The Night before Christmas

Clement Clarke Moore

’Twas the night before Christmas, when all through the house
Not a creature was stirring, not even a mouse;
The stockings were hung by the chimney with care,
In hopes that Saint Nicholas soon would be there;
The children were nestled all snug in their beds,
While visions of sugar-plums danced in their heads;
And mamma in her ’kerchief, and I in my cap,
Had just settled down for a long winter’s nap,
When out on the lawn there arose such a clatter,
I sprang from the bed to see what was the matter.

Away to the window I flew like a flash,
Tore open the shutters and threw up the sash.
The moon on the breast of the new-fallen snow
Gave the lustre of mid-day to objects below,
When, what to my wondering eyes should appear,
But a miniature sleigh, and eight tiny reindeer,
With a little old driver, so lively and quick,
I knew in a moment it must be St. Nick.

More rapid than eagles his coursers they came,
And he whistled, and shouted, and called them by name;
“Now, Dasher! now, Dancer! now, Prancer and Vixen!
On, Comet! on Cupid! on, Donder and Blitzen!
To the top of the porch! to the top of the wall!
Now dash away! dash away! dash away all!”

As dry leaves that before the wild hurricane fly,
When they meet with an obstacle, mount to the sky,
So up to the house-top the coursers they flew,
With the sleigh full of toys, and St. Nicholas too.
And then, in a twinkling, I heard on the roof
The prancing and pawing of each little hoof.

As I drew in my head, and was turning around,
Down the chimney St. Nicholas came with a bound.
He was dressed all in fur, from his head to his foot,
And his clothes were all tarnished with ashes and soot;
A bundle of toys he had flung on his back,
And he looked like a peddler just opening his pack.

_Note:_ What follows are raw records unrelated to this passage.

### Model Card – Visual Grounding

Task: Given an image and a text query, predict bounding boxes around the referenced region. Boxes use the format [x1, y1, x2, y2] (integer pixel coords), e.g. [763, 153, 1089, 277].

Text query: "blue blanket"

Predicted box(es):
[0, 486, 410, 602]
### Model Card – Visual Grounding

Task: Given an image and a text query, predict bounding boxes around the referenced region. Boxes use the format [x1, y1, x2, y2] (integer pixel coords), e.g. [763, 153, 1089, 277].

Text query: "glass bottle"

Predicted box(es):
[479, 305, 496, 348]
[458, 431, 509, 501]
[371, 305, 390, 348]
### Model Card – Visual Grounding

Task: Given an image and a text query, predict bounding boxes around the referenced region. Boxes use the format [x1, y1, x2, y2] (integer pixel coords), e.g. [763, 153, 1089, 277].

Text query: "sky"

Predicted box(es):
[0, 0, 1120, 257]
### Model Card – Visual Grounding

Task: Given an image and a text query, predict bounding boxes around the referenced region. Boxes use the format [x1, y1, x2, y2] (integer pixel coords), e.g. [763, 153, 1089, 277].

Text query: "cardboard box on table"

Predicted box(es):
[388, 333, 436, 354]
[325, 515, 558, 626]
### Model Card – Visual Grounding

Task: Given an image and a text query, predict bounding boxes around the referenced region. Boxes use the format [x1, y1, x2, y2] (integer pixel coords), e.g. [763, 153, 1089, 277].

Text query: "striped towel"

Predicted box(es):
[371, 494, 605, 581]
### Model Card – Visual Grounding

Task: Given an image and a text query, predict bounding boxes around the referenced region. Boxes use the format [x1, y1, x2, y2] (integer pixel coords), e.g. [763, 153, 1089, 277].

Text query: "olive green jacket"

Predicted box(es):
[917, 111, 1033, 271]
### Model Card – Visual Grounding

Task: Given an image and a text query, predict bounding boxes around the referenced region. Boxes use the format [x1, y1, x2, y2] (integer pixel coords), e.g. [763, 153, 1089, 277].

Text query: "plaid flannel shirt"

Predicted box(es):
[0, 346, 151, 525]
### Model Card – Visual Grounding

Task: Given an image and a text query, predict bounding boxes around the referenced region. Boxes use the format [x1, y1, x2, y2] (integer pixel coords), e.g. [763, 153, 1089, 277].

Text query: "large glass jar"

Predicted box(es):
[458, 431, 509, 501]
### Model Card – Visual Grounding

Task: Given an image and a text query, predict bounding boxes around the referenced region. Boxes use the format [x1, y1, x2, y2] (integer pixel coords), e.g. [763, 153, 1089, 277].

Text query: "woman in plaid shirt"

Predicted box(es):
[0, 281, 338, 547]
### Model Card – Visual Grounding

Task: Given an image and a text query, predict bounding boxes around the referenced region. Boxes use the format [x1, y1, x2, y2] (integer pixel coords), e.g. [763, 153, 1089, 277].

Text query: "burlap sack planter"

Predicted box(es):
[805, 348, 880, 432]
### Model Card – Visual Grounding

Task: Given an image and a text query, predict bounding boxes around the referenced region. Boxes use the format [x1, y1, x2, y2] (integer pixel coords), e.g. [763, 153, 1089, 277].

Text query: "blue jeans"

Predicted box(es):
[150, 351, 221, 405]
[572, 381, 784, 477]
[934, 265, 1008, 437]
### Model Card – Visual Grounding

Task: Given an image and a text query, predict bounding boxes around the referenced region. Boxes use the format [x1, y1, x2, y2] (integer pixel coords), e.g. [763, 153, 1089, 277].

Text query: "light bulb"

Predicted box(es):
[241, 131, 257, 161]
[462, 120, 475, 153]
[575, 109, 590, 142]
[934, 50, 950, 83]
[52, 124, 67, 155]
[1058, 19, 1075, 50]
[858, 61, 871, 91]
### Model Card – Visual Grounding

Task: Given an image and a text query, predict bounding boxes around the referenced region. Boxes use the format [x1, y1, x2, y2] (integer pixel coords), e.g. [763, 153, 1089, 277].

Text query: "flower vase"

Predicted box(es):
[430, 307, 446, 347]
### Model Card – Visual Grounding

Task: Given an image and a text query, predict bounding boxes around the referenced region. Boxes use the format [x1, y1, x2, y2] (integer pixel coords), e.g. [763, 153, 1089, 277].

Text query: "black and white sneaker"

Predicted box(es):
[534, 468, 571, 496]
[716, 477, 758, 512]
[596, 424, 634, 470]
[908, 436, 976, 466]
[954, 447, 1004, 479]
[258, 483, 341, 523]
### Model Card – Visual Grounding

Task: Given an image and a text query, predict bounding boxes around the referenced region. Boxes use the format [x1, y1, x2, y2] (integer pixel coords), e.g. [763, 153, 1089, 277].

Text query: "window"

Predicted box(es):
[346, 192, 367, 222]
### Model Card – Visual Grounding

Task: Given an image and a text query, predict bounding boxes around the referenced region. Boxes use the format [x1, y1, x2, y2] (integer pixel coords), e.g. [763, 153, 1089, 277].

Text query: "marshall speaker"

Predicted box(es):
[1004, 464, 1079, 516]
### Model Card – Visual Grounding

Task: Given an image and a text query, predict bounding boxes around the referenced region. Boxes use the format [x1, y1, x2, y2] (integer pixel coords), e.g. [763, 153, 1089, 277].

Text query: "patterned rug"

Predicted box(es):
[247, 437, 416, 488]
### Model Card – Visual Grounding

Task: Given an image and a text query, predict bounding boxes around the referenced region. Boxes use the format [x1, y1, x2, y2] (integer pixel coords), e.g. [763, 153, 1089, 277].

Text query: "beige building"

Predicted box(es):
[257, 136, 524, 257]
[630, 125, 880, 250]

His eyes – how they twinkled! his dimples how merry!
His cheeks were like roses, his nose like a cherry!
His droll little mouth was drawn up like a bow,
And the beard of his chin was as white as the snow;
The stump of a pipe he held tight in his teeth,
And the smoke it encircled his head like a wreath;
He had a broad face and a little round belly,
That shook, when he laughed like a bowlful of jelly.

He was chubby and plump, a right jolly old elf,
And I laughed when I saw him, in spite of myself;
A wink of his eye and a twist of his head,
Soon gave me to know I had nothing to dread;
He spoke not a word, but went straight to his work,
And filled all the stockings; then turned with a jerk,
And laying his finger aside of his nose,
And giving a nod, up the chimney he rose;
He sprang to his sleigh, to his team gave a whistle,
And away they all flew like the down of a thistle.

But I heard him exclaim, ere he drove out of sight,
“Happy Christmas to all, and to all a good-night.”